Zudem stellt sich die Frage, ob es bestimmte Muster systematischer Motion (Ableitung eines Geschlechts aus dem anderen oder aus einer neutralen Form gibt), besonders im Bereich der Verwandtschaftsbezeichnungen und bei Tierbezeichnungen. Kaum untersucht ist auch, wie möglicherweise sexusneutrale Formen gebildet werden, wenn dies notwendig ist (z.B. wenn Verwandtschaftsbezeichnungen metaphorisch verwendet werden).

Schließlich geht es auch um den Einfluss der romanischen Kontaktsprachen (Spanisch, Gaskognisch und Französisch), die ja stärker sexus-markierend sind und alle über ein Genus-System verfügen, das mit der Sexusmarkierung interagiert.

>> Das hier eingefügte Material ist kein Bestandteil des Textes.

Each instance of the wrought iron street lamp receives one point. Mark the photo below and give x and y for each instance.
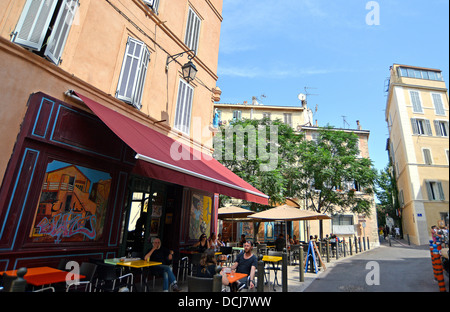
(189, 70)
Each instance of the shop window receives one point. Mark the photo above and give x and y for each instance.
(192, 31)
(153, 4)
(134, 71)
(43, 26)
(184, 107)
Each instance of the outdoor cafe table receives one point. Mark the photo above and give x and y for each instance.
(273, 260)
(234, 277)
(41, 276)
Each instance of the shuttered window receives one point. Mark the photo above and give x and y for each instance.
(421, 126)
(153, 4)
(35, 21)
(415, 99)
(133, 73)
(427, 156)
(438, 104)
(441, 128)
(60, 31)
(184, 107)
(192, 31)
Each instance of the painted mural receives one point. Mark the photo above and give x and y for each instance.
(72, 206)
(200, 216)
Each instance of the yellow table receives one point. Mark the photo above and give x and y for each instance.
(138, 264)
(273, 260)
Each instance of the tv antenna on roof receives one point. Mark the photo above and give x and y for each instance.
(345, 121)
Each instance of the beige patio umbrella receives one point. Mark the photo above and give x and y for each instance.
(234, 214)
(287, 213)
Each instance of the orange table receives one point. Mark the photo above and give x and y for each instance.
(235, 277)
(45, 276)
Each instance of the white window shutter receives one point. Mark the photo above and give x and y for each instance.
(441, 191)
(438, 105)
(414, 126)
(415, 99)
(154, 4)
(33, 23)
(429, 191)
(184, 107)
(427, 127)
(61, 30)
(133, 73)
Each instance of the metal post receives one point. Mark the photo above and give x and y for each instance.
(350, 245)
(217, 281)
(301, 267)
(284, 271)
(260, 275)
(328, 251)
(345, 247)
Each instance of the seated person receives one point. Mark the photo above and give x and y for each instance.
(202, 245)
(208, 265)
(246, 263)
(164, 255)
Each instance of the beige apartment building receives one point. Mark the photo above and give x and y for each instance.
(100, 96)
(417, 114)
(300, 118)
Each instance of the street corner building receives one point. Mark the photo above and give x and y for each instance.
(100, 103)
(417, 114)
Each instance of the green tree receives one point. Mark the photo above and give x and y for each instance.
(331, 171)
(263, 153)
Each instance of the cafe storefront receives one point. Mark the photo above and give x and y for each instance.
(95, 184)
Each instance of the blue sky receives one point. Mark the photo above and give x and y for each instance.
(277, 48)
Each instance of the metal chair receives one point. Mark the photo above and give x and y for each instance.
(200, 284)
(87, 269)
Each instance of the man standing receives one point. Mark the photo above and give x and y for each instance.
(246, 263)
(164, 255)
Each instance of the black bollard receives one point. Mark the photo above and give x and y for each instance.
(301, 267)
(284, 271)
(350, 246)
(260, 275)
(328, 251)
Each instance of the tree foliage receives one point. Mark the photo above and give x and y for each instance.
(331, 171)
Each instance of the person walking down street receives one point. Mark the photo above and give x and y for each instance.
(165, 256)
(246, 263)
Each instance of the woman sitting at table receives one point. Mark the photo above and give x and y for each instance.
(214, 243)
(202, 245)
(208, 266)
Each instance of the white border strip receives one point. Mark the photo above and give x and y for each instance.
(195, 174)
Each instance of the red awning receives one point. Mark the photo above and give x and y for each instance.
(198, 171)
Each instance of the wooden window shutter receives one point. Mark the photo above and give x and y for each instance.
(61, 30)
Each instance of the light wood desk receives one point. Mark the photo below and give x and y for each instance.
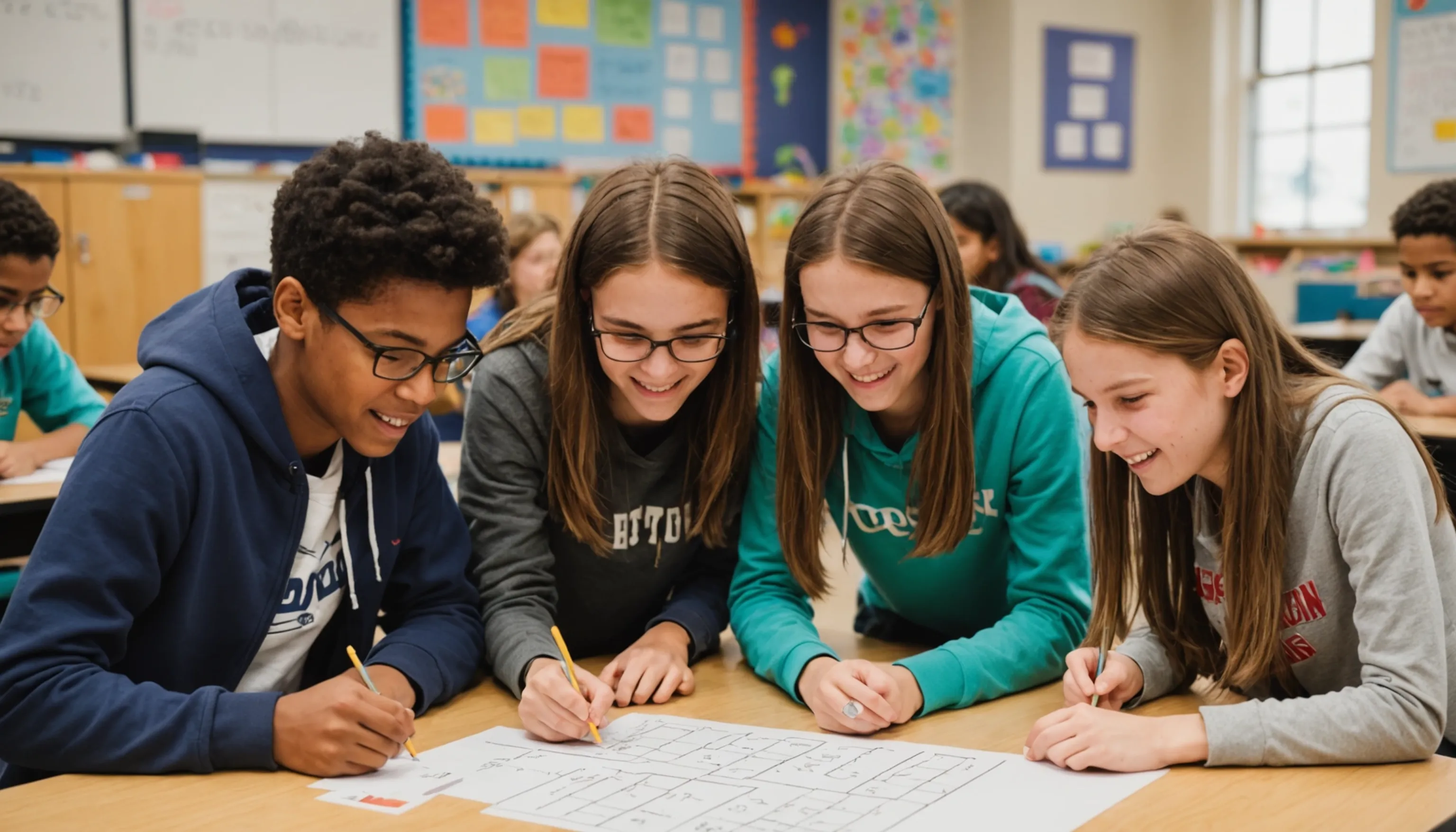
(1409, 796)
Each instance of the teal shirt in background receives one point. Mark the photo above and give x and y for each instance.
(1014, 596)
(43, 381)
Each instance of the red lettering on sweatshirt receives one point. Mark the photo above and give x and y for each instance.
(1210, 585)
(1302, 605)
(1298, 649)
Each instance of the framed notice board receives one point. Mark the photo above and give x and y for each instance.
(577, 82)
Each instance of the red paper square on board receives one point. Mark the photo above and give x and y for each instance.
(632, 124)
(445, 124)
(563, 72)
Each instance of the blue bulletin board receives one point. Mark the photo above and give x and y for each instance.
(575, 82)
(1088, 101)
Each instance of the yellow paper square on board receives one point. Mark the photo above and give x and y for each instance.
(575, 14)
(494, 127)
(583, 124)
(537, 121)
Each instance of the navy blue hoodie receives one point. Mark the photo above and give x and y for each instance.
(166, 554)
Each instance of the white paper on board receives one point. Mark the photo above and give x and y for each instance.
(674, 18)
(682, 63)
(710, 22)
(678, 102)
(719, 66)
(727, 107)
(1107, 142)
(1072, 140)
(678, 140)
(1091, 60)
(1087, 102)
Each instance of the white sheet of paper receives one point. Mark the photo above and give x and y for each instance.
(1072, 140)
(727, 107)
(678, 102)
(53, 471)
(659, 773)
(1091, 60)
(719, 66)
(1107, 140)
(674, 18)
(1087, 101)
(678, 142)
(710, 22)
(682, 63)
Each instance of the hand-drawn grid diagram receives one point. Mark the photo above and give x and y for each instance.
(730, 783)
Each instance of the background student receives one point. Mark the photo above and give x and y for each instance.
(260, 494)
(606, 499)
(1286, 534)
(533, 250)
(993, 248)
(1411, 355)
(938, 426)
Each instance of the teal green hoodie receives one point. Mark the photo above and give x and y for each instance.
(1014, 595)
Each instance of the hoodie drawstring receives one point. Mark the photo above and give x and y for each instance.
(373, 541)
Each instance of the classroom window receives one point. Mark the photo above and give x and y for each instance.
(1311, 111)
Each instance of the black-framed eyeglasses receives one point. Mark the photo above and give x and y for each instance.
(43, 305)
(400, 363)
(628, 347)
(889, 334)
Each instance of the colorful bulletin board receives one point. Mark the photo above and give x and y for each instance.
(575, 82)
(1088, 101)
(1423, 86)
(790, 127)
(893, 92)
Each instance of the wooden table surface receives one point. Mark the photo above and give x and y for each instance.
(1407, 796)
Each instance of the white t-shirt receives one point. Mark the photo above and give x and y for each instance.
(315, 585)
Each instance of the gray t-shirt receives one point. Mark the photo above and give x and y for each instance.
(529, 567)
(1368, 614)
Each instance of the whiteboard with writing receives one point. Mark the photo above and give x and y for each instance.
(1423, 86)
(265, 72)
(62, 69)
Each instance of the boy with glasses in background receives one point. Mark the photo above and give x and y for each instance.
(265, 494)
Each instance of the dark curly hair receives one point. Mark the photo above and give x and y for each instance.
(1432, 210)
(359, 215)
(25, 228)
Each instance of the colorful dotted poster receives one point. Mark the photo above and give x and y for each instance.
(893, 92)
(579, 82)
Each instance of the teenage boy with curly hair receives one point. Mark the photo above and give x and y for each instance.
(261, 496)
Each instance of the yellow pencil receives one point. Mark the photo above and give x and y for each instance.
(571, 674)
(359, 667)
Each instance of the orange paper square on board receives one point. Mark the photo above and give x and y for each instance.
(632, 124)
(445, 124)
(443, 22)
(563, 72)
(506, 24)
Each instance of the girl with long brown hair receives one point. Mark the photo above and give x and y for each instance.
(1279, 530)
(938, 428)
(605, 443)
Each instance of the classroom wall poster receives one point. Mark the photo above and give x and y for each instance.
(788, 132)
(893, 92)
(1088, 101)
(584, 83)
(1421, 117)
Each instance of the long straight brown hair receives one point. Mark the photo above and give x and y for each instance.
(678, 215)
(886, 219)
(1174, 291)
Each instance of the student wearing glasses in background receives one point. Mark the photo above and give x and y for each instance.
(605, 445)
(938, 426)
(264, 496)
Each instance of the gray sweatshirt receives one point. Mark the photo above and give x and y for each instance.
(529, 567)
(1404, 347)
(1369, 607)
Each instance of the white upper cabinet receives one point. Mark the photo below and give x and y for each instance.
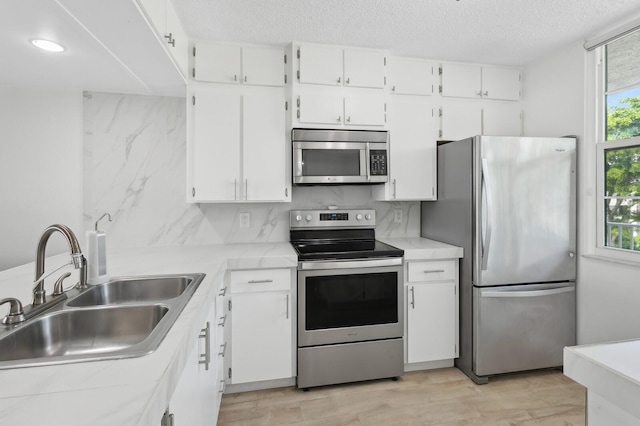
(411, 76)
(320, 65)
(230, 64)
(460, 121)
(364, 68)
(365, 111)
(163, 17)
(217, 63)
(335, 66)
(237, 148)
(263, 66)
(475, 81)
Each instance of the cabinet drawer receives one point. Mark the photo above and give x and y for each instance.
(260, 280)
(431, 271)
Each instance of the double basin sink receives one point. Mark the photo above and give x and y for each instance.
(123, 318)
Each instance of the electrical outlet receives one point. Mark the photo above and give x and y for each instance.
(397, 216)
(245, 220)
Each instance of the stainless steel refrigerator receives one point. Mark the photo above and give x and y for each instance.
(510, 202)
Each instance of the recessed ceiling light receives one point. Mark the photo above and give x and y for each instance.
(49, 46)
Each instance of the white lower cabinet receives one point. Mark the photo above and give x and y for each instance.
(196, 399)
(260, 309)
(432, 310)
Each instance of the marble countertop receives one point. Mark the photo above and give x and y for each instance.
(416, 248)
(136, 391)
(132, 391)
(611, 370)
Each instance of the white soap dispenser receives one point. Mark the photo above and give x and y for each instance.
(97, 254)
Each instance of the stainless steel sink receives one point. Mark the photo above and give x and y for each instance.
(134, 290)
(124, 318)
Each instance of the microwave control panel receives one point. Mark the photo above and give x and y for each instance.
(378, 162)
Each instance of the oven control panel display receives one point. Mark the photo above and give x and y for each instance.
(334, 216)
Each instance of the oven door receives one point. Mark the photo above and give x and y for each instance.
(349, 301)
(329, 162)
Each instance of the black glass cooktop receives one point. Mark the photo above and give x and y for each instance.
(340, 244)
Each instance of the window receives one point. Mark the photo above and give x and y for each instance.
(619, 146)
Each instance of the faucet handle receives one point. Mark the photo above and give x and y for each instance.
(57, 287)
(16, 313)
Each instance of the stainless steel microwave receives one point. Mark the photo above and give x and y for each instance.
(329, 157)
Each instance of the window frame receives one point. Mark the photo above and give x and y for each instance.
(620, 254)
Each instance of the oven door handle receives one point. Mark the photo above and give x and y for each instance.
(349, 264)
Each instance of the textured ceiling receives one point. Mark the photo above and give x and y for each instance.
(508, 32)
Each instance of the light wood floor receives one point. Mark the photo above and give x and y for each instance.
(433, 397)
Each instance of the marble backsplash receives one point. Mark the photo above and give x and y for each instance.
(134, 167)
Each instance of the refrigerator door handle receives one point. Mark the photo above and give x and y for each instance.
(530, 293)
(486, 244)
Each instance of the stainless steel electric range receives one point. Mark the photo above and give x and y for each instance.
(350, 306)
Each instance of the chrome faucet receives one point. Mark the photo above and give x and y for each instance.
(78, 259)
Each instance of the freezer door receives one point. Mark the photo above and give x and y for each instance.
(525, 210)
(523, 327)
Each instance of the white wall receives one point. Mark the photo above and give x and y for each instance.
(555, 104)
(40, 170)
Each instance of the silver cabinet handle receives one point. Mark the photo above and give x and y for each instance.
(287, 306)
(205, 334)
(223, 349)
(413, 298)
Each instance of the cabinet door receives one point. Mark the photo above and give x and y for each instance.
(410, 76)
(177, 42)
(461, 80)
(320, 109)
(365, 111)
(364, 68)
(216, 147)
(262, 66)
(261, 336)
(320, 65)
(412, 143)
(217, 63)
(431, 321)
(263, 149)
(185, 403)
(501, 83)
(461, 121)
(502, 119)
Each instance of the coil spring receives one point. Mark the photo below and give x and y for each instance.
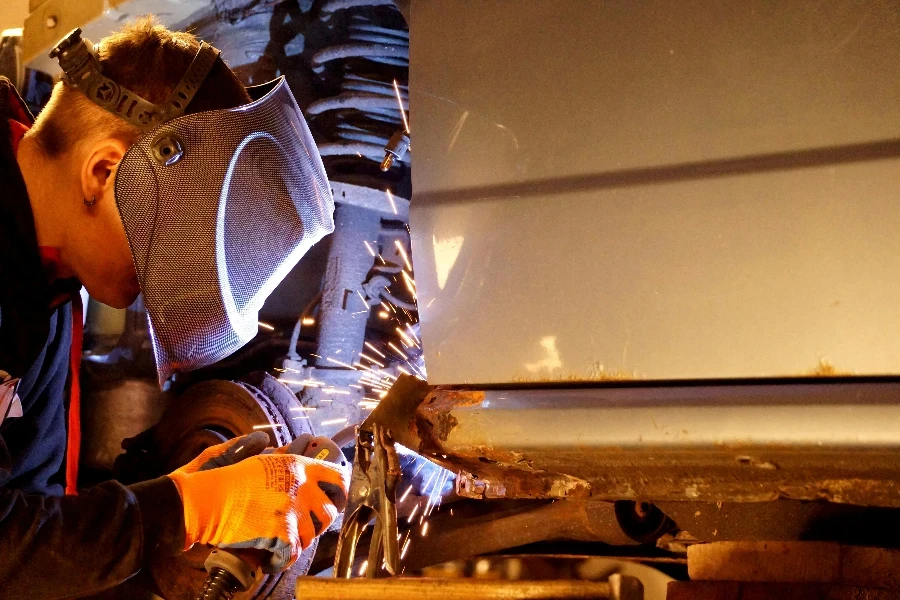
(355, 125)
(219, 585)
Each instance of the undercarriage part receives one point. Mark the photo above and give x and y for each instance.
(643, 522)
(373, 492)
(618, 588)
(827, 441)
(785, 520)
(344, 311)
(353, 127)
(512, 524)
(557, 567)
(206, 414)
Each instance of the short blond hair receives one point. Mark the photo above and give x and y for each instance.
(148, 59)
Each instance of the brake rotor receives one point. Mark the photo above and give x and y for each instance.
(207, 414)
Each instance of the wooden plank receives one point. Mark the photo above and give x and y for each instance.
(795, 562)
(737, 590)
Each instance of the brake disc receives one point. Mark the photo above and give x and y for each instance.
(210, 413)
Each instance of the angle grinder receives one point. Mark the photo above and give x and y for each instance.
(235, 570)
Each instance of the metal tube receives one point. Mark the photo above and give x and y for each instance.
(342, 314)
(318, 588)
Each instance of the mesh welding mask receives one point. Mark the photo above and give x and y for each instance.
(217, 208)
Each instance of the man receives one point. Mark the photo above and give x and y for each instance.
(151, 169)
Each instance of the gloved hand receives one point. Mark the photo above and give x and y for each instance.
(228, 453)
(273, 502)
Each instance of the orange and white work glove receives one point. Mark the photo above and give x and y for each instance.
(273, 502)
(228, 453)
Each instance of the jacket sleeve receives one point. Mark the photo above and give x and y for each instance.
(71, 546)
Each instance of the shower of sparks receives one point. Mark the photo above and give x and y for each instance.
(398, 351)
(375, 350)
(405, 548)
(337, 391)
(406, 339)
(439, 488)
(410, 283)
(337, 362)
(403, 254)
(359, 365)
(363, 298)
(393, 207)
(400, 102)
(370, 359)
(303, 382)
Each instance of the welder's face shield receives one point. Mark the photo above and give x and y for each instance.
(218, 207)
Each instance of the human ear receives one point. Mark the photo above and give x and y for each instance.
(99, 168)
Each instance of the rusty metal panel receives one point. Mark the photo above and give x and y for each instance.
(836, 442)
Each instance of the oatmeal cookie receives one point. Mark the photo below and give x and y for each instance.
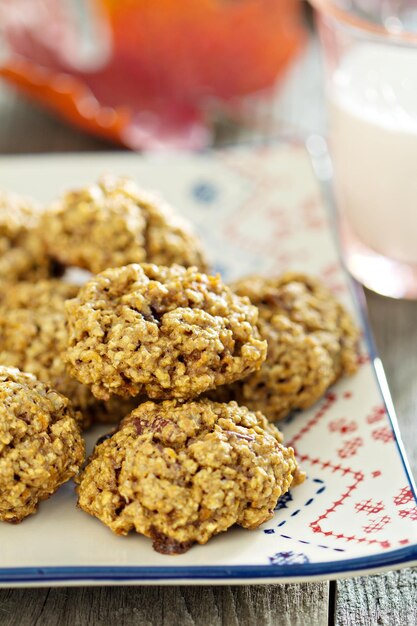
(181, 473)
(312, 341)
(22, 254)
(33, 336)
(40, 443)
(114, 223)
(165, 332)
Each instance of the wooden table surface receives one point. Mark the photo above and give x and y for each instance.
(389, 599)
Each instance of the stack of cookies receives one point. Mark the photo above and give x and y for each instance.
(191, 371)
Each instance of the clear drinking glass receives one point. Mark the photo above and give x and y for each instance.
(370, 57)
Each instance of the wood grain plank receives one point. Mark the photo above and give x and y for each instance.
(378, 600)
(270, 605)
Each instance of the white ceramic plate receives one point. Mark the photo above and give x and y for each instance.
(257, 210)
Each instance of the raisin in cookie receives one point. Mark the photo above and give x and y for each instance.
(40, 443)
(114, 223)
(33, 337)
(181, 473)
(166, 332)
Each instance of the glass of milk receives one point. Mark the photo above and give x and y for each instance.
(370, 57)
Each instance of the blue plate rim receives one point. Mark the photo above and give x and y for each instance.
(234, 572)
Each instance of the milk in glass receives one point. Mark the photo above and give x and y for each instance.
(373, 122)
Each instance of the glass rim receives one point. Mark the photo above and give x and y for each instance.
(328, 8)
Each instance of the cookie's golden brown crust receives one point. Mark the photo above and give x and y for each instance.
(159, 331)
(114, 223)
(181, 473)
(40, 443)
(312, 341)
(33, 336)
(22, 253)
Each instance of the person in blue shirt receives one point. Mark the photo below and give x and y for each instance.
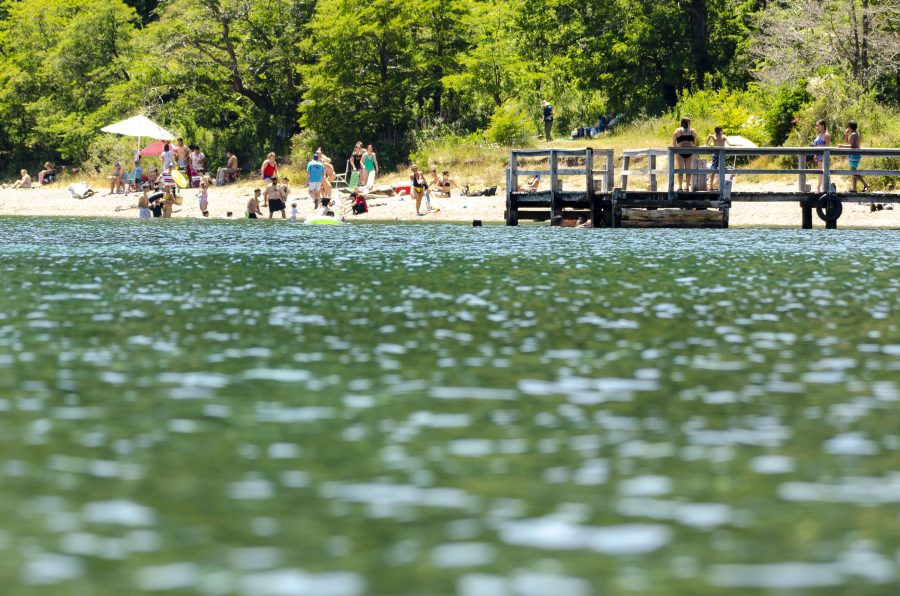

Wie sich beim Farbsystem zeigt, sind letztlich alle Möglichkeiten der Kontaktsprache auch über Lehnwörter im Baskischen vorhanden (bei gleichzeitiger Bewahrung des baskischen Systems). Es ist anzunehmen, dass bei der Sexusmarkierung ein ähnlicher Einfluss besteht, also Lehnübersetzungen und Lehnwörter eventuelle Lücken füllen bzw. spezifischere Unterscheidungen fakultativ ausgeglichen werden.